Em sua palestra ele ainda deu diretrizes sobre as ações e destacou que manifestações devem ser prazerosas para quem delas participa. “Ninguém vai ficar acampado embaixo de um viaduto por 50 dias.”
Além do drama humano, ele contou que tal tática também seria ruim do ponto de vista de comunicação. Após alguns dias, a mídia perderia interesse e o público já não teria mais sua atenção roubada.
Sua fala também trouxe um quê de romantismo para os jovens da direita brasileira.
Segundo ele, são essas as pessoas que hoje representam o que os hippies, os beatniks e a contracultura foram décadas atrás. “Nós somos os punk rockers, nós somos os subversivos de hoje”, disse.
E, a rebeldia atual, seria a defesa franca e aberta dos valores conservadores.

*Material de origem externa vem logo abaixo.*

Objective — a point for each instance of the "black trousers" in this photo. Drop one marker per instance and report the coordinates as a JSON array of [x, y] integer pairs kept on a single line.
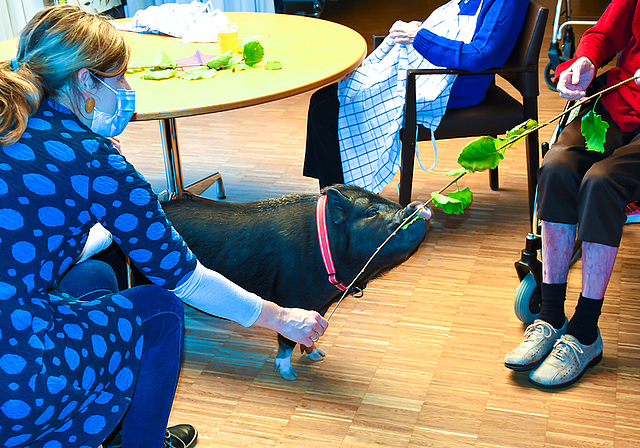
[[587, 188], [322, 154]]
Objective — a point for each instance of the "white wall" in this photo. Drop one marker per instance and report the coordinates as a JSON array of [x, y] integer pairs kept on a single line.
[[14, 14]]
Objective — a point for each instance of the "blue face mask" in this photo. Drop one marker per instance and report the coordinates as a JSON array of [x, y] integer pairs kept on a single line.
[[112, 124]]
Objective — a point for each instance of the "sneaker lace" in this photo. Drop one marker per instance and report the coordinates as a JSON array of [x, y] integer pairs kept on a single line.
[[532, 331], [563, 347]]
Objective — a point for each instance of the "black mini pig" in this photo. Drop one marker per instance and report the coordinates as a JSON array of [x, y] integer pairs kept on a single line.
[[271, 247]]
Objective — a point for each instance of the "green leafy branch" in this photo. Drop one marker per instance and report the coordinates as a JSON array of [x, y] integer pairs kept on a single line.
[[163, 66], [485, 153]]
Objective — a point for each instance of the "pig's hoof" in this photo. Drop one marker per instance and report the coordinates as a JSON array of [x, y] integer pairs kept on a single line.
[[286, 370], [316, 355]]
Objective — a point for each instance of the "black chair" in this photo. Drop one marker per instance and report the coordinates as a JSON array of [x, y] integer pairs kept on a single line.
[[496, 114]]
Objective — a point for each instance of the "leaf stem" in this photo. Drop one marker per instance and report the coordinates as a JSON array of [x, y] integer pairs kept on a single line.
[[577, 104]]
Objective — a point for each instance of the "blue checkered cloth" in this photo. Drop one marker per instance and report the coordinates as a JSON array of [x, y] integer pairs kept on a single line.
[[372, 102]]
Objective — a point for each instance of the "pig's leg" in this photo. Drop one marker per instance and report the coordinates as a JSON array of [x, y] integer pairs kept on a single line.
[[283, 359], [313, 352]]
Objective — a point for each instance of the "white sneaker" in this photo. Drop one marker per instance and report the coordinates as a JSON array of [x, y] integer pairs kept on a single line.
[[567, 362], [539, 338]]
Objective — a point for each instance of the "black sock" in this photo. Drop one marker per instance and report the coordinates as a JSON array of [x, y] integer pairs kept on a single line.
[[552, 309], [584, 323]]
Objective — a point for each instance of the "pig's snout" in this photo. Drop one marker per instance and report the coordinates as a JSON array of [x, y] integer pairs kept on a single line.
[[425, 212]]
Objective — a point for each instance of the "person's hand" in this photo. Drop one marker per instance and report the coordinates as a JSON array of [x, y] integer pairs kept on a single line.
[[573, 82], [404, 32], [301, 326]]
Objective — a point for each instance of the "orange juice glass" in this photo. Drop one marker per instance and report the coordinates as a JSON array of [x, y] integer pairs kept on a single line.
[[228, 37]]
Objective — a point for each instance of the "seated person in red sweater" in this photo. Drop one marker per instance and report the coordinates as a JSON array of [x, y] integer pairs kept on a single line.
[[585, 191]]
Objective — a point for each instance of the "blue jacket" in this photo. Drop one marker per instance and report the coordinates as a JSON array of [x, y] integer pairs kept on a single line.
[[497, 29]]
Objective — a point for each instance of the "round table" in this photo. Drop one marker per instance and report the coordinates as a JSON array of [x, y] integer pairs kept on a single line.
[[313, 53]]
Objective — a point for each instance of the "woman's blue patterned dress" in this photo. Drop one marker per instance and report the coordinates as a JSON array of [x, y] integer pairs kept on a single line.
[[68, 368]]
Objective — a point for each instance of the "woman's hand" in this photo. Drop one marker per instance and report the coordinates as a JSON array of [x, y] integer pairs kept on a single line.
[[301, 326], [573, 82], [404, 32]]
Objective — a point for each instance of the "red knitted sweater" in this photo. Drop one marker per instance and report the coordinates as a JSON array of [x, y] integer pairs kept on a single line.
[[617, 31]]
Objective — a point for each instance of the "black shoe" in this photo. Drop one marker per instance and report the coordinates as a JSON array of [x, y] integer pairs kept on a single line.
[[179, 436]]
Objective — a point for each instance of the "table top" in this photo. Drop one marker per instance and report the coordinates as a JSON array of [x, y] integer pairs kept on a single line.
[[313, 53]]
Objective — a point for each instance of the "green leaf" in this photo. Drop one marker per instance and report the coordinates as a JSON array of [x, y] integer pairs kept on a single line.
[[158, 75], [450, 205], [456, 173], [408, 223], [594, 131], [197, 73], [241, 66], [465, 196], [480, 154], [273, 65], [136, 67], [252, 53], [162, 62], [220, 61]]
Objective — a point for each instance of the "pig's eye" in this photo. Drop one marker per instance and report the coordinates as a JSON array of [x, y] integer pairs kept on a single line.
[[370, 213]]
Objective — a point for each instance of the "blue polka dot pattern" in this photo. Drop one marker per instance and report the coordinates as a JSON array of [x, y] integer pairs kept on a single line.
[[68, 367]]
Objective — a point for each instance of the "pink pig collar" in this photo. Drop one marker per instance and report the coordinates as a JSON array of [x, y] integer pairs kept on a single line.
[[325, 248]]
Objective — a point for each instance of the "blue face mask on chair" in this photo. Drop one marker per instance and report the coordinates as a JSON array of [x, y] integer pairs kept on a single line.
[[112, 124]]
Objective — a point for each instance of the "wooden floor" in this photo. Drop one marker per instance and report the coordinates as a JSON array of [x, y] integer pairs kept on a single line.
[[417, 361]]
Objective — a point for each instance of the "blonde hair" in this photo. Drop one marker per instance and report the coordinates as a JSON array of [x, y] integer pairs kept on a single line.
[[55, 44]]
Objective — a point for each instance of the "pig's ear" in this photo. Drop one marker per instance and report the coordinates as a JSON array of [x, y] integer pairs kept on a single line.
[[337, 204]]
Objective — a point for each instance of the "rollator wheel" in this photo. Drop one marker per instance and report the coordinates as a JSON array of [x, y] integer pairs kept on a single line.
[[549, 74], [528, 300]]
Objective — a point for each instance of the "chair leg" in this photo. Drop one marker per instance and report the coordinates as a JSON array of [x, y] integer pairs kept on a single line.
[[493, 179], [407, 156]]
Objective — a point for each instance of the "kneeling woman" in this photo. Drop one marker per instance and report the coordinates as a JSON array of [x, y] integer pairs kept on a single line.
[[77, 357]]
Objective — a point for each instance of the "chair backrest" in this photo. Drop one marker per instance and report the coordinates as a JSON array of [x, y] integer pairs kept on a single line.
[[526, 51]]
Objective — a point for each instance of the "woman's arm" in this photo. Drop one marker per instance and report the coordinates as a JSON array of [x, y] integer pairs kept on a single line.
[[498, 26]]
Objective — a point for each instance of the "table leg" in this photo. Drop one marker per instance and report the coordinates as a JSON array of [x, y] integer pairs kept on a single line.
[[173, 169]]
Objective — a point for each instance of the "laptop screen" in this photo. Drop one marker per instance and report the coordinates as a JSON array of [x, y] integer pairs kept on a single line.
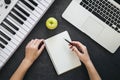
[[118, 1]]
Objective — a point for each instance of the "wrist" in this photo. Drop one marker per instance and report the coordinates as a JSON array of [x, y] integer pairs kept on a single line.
[[87, 63], [27, 62]]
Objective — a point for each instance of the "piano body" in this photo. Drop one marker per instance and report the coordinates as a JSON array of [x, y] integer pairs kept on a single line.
[[17, 19]]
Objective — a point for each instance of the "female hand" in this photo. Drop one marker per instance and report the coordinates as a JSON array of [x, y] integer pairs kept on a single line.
[[32, 52]]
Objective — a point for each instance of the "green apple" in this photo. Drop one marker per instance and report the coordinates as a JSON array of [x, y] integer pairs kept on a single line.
[[51, 23]]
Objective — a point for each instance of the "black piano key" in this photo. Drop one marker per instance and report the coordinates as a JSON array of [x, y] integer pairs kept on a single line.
[[2, 46], [6, 27], [16, 19], [5, 36], [12, 25], [23, 11], [3, 41], [28, 5], [20, 15], [33, 2], [99, 16]]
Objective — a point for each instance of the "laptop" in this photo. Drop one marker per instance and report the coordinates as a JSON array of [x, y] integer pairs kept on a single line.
[[99, 19]]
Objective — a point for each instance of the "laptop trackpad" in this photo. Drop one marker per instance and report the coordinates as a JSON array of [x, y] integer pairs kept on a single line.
[[92, 27]]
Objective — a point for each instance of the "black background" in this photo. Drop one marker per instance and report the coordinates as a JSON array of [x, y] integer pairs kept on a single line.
[[107, 64]]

“Quando falamos da biologia, que existe homem e mulher, e não 50 gêneros, estamos sendo subversivos”, resumiu.
Após ele falar sobre as ideias, foi a vez do grupo da ação ensinar aos militantes como colocar aquilo tudo em prática.
Nas palestras, era falado desde a importância dos vídeo-ativistas para cada núcleo do MBL até recomendações sobre iluminação, câmeras e dadas ordens para que ninguém filmasse com o celular na vertical.
Findo o primeiro dia do Congresso, ou da experiência, o MBL realizará neste sábado a segunda etapa de seu Congresso.
Ao contrário da sexta, quando a conversa foi para e pela militância, o segundo dia trará figuras públicas. Será mais midiático e menos doutrinário que o primeiro.
Haverá a participação do futuro ministro da Fazenda, Paulo Guedes, do humorista Danilo Gentili e a tomada de uma decisão: deve o MBL fundar um partido?
A expectativa é que a resposta seja positiva e em breve mais uma agremiação surja no cenário político, tirando os eleitos do movimento de siglas como DEM, PP e PSDB e fazendo com que o MBL possa disputar as eleições com os recursos próprios de seu fundo partidário e sem dividir os votos de legenda com as tradicionais siglas da política nacional.